Hannover/Tripwire security survey emphasizes culture

"Building a culture of security within the organization as well as compliance with regulations, standards, and policies are the most important security capabilities for executives and non-executives: the surveyed information security managers were most likely to give these capabilities the highest overall importance ranking."
So says Hannover Research's CISO Pulse Survey aka CISO Insight Survey*, a small-scale study on behalf of Tripwire.  Whether you consider the 100 or so mostly North American respondents a valid sample of the population is your decision, but let's just say that their conclusions are "unsurprising".
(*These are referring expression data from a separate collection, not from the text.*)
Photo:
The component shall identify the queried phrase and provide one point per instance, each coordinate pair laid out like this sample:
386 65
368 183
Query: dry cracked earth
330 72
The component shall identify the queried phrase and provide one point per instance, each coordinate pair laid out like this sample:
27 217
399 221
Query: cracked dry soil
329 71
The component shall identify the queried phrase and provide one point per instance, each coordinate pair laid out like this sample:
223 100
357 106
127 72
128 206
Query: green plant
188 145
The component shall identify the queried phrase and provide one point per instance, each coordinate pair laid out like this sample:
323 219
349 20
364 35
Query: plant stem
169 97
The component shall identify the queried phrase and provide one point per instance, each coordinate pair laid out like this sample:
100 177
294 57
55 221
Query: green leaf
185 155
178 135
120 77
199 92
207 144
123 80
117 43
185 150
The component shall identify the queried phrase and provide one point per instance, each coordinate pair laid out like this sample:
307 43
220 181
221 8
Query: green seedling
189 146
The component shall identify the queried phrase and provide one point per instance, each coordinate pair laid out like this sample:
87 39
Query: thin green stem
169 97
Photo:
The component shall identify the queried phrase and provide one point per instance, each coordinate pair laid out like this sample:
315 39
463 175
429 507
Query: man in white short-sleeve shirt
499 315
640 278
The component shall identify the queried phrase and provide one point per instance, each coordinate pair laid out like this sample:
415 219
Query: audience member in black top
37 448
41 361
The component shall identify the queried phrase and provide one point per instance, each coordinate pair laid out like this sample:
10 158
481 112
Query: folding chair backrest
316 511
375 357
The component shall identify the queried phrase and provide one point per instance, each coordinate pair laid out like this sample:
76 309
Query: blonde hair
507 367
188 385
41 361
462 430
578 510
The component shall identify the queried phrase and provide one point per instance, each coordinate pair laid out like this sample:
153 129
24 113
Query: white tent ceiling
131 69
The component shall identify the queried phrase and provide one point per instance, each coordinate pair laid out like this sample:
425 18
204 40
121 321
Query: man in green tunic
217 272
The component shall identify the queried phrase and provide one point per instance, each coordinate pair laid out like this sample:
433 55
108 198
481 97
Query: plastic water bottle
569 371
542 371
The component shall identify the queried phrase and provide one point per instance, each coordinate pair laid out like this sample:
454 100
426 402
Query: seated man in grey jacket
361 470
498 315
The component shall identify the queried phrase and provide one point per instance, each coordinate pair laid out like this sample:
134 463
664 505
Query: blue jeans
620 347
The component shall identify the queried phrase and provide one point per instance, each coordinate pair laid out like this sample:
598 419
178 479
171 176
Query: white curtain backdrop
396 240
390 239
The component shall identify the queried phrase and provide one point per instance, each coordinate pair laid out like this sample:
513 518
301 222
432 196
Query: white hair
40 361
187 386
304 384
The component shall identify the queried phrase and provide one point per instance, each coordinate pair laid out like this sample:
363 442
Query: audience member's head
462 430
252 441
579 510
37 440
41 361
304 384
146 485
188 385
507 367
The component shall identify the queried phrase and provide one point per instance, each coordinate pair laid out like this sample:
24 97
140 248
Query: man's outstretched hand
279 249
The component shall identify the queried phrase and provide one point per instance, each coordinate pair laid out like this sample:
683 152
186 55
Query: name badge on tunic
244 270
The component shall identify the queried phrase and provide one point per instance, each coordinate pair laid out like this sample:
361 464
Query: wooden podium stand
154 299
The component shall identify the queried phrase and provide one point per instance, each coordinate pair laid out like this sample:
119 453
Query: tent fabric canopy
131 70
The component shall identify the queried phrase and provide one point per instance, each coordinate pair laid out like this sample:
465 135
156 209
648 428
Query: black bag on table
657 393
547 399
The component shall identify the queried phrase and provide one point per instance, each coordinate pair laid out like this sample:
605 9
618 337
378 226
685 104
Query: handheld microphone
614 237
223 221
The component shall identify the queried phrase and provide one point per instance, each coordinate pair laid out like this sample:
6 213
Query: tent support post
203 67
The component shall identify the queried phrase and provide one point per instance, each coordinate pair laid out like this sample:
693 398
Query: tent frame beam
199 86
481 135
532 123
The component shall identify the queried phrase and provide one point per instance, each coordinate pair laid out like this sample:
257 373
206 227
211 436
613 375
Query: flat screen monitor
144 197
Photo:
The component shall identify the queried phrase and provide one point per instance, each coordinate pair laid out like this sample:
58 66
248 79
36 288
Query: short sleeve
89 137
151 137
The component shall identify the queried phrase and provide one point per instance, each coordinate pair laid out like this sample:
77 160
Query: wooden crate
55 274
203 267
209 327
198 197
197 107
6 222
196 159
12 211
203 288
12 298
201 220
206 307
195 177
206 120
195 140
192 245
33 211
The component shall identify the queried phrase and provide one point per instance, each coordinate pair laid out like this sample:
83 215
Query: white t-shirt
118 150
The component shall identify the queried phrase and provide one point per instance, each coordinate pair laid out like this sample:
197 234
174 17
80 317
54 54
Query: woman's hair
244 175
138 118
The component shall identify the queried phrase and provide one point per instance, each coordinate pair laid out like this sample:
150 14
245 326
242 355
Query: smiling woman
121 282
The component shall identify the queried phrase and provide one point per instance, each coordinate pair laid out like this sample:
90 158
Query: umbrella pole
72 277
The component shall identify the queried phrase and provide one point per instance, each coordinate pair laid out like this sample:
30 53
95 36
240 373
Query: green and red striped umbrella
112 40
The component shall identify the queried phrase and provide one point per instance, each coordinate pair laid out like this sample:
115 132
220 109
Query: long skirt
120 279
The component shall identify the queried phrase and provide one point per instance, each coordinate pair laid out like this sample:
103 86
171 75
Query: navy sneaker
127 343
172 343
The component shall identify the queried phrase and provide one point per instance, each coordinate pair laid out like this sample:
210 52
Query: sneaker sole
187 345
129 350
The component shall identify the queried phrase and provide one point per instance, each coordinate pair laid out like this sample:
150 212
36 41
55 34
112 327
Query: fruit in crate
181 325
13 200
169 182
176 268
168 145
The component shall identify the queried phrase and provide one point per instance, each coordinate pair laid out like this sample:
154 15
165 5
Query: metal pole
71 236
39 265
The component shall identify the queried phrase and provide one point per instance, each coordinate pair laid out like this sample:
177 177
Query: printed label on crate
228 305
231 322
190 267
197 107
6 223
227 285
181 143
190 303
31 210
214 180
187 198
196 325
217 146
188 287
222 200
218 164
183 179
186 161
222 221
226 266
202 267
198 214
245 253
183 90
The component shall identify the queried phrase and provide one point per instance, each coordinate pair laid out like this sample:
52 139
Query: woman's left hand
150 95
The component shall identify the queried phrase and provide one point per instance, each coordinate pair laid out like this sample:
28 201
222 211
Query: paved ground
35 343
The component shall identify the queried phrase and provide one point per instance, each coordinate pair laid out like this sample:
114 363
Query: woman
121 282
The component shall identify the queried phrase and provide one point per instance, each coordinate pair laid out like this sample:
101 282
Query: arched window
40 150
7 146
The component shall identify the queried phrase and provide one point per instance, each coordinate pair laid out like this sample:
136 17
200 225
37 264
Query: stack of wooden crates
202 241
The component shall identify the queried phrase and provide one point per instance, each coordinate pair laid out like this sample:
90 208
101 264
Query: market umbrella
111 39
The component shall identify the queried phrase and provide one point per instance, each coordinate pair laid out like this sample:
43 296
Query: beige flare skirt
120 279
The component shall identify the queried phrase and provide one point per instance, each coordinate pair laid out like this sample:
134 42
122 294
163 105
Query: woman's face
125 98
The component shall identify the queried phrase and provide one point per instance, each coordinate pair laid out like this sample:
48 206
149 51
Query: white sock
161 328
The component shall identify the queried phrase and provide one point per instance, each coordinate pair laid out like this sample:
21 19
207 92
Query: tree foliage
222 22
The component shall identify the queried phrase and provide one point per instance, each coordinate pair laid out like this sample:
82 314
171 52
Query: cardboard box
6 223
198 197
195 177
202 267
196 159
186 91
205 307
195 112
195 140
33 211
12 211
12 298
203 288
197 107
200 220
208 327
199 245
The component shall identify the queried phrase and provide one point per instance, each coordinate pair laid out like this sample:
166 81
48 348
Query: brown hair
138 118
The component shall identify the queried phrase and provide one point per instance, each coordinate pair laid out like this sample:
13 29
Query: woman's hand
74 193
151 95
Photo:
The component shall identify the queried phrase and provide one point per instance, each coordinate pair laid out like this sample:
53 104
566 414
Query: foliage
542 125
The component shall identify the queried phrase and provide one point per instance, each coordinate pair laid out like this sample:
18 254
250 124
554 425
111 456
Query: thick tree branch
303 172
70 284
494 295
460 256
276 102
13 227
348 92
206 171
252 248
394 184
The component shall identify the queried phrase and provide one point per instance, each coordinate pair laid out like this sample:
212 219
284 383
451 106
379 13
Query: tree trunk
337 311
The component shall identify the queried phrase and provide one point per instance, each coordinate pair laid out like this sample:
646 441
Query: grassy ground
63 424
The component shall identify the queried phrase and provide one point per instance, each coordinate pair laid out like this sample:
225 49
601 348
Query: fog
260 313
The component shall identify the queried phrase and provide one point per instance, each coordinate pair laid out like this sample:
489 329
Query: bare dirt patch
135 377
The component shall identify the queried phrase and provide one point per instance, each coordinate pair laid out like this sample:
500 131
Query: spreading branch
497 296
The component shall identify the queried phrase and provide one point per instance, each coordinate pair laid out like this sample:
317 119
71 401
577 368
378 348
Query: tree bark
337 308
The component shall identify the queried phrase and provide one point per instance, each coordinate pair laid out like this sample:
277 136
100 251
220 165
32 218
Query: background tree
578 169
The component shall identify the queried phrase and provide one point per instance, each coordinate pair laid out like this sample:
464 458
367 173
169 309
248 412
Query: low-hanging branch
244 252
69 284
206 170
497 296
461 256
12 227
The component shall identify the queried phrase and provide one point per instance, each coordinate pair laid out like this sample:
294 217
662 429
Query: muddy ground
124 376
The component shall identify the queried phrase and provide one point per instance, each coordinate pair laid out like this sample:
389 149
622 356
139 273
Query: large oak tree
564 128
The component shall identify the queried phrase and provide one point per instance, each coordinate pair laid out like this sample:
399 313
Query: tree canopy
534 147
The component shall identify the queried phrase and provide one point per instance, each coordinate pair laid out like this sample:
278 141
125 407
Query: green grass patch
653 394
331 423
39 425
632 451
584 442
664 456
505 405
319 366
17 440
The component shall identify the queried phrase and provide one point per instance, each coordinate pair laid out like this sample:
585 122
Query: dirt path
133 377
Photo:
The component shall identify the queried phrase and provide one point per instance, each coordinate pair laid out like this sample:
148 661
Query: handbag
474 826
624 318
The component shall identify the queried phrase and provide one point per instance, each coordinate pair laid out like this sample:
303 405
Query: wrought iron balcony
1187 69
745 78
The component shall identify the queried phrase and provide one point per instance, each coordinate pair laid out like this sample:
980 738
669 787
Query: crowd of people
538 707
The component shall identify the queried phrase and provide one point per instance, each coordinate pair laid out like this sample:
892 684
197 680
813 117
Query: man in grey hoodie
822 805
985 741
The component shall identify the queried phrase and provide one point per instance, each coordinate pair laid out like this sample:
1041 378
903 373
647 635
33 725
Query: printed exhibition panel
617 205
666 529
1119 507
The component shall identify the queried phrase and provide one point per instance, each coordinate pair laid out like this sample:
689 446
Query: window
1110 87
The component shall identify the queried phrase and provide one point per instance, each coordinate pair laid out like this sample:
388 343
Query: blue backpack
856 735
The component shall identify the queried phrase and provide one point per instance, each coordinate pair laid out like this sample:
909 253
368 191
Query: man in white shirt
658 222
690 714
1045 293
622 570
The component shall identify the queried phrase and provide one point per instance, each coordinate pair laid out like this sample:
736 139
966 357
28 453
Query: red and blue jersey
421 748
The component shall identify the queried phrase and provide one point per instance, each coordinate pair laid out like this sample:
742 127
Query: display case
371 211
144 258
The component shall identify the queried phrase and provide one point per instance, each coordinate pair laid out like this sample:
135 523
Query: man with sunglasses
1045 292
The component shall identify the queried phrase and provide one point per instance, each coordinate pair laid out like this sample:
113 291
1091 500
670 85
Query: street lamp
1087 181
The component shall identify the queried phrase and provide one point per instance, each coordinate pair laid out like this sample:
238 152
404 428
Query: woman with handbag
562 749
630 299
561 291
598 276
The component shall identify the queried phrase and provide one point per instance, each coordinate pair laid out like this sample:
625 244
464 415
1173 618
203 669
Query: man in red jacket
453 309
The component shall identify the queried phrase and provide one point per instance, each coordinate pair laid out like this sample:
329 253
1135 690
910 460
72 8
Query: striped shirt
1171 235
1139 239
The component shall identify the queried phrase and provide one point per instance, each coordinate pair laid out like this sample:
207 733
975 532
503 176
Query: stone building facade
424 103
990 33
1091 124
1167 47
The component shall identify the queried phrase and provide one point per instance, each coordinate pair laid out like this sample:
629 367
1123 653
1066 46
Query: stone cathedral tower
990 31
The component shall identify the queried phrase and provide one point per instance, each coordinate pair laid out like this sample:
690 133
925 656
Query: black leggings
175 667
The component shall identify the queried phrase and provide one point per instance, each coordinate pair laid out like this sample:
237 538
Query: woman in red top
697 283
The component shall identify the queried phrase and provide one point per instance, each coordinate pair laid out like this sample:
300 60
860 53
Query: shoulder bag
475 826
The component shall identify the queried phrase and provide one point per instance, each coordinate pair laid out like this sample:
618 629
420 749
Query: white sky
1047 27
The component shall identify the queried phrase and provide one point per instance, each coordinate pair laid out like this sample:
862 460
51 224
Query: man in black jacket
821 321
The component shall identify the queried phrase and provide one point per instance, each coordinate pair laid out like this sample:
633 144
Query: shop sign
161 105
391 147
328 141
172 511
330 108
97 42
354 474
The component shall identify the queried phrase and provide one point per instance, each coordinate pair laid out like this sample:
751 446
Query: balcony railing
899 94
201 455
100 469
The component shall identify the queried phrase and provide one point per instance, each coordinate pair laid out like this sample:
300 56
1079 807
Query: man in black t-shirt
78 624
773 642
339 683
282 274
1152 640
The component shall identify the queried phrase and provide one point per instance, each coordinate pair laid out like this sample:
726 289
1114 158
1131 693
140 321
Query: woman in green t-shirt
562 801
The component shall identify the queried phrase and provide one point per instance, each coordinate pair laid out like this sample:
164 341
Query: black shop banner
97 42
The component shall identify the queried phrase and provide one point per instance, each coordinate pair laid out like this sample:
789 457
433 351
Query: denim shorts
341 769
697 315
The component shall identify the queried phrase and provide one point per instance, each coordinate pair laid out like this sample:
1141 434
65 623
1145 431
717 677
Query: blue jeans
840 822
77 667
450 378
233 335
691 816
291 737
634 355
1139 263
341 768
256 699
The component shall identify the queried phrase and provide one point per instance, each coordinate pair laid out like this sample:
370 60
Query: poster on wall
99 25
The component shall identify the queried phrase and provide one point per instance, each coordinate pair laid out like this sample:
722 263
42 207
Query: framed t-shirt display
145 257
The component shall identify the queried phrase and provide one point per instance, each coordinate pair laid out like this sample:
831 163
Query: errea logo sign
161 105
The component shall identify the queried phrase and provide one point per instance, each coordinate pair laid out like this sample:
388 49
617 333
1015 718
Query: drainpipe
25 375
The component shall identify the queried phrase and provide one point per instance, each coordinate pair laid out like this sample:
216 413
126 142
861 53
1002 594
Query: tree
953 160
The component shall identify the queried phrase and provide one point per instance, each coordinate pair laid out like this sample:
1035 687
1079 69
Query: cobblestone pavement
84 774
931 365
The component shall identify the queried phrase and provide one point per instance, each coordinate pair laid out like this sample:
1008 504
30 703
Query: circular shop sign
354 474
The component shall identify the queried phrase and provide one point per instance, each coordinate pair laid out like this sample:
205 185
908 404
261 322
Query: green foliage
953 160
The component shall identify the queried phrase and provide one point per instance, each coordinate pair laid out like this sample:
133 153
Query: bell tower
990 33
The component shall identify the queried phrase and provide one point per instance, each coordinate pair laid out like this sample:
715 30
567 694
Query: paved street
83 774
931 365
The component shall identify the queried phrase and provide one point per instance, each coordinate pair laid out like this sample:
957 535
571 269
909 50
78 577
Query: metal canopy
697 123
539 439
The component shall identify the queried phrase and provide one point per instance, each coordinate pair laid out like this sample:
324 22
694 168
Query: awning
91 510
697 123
Unfortunately the report does not explain what 'building a culture of security' actually involves.  It's a shame that the security culture is so often mentioned glibly in such vacuous, throwaway statements.  The concept may gets heads nodding sagely but, in my experience with a few exceptions, information security professionals, managers and executives rarely have much of a clue about how to do it.  It's the elephant in the room.  Everyone agrees that something must be done, but presumably expects someone else to do it!

An information security awareness program is a vital part of establishing and maintaining the security culture provided it is done well - and by that I'm getting at things such as:
  • Being overtly supported by all levels of management, top-to-bottom;

  • Addressing the entire organization, not just "end-users" (a horribly demeaning term, and an IT-centric one at that);

  • Being creative, appealing and motivational;

  • Being topical and current, keeping up with what's hot in this dynamic area;

  • Presenting useful, interesting, well-written content in forms and styles that suit the intended audiences (note the plural: we each have our own communications needs and preferences, so carve up the population into distinct segments rather than trying to paint them all with the same broad brush);

  • Being broadly-based, taking in a wide variety of topics, some of which are tangential but still important in this sphere (compliance being a classic example: compliance with information security and privacy laws is but a small part of the compliance imperative);

  • Being relevant and applicable, promoting information security as a business issue with genuine business value rather than for its own sake.
When I get the chance, I'll be critiquing and scoring the specific metrics mentioned in the report using the PRAGMATIC method, here on the security metrics blog.  

PS As if that's not enough, we've just published a complete security awareness module on social engineering, social networking and human factors which includes a paper on security metrics in this area.

PPS  I did have time to continue the bloggings after this introduction.  By all means take a look at parts onetwothreefour and five of this series.

* The survey is, of course, part of Tripwire's marketing, hence they squeeze us for our contact details prior to releasing the report.  Let's hope they are responsible marketers with an appreciation of our privacy rights.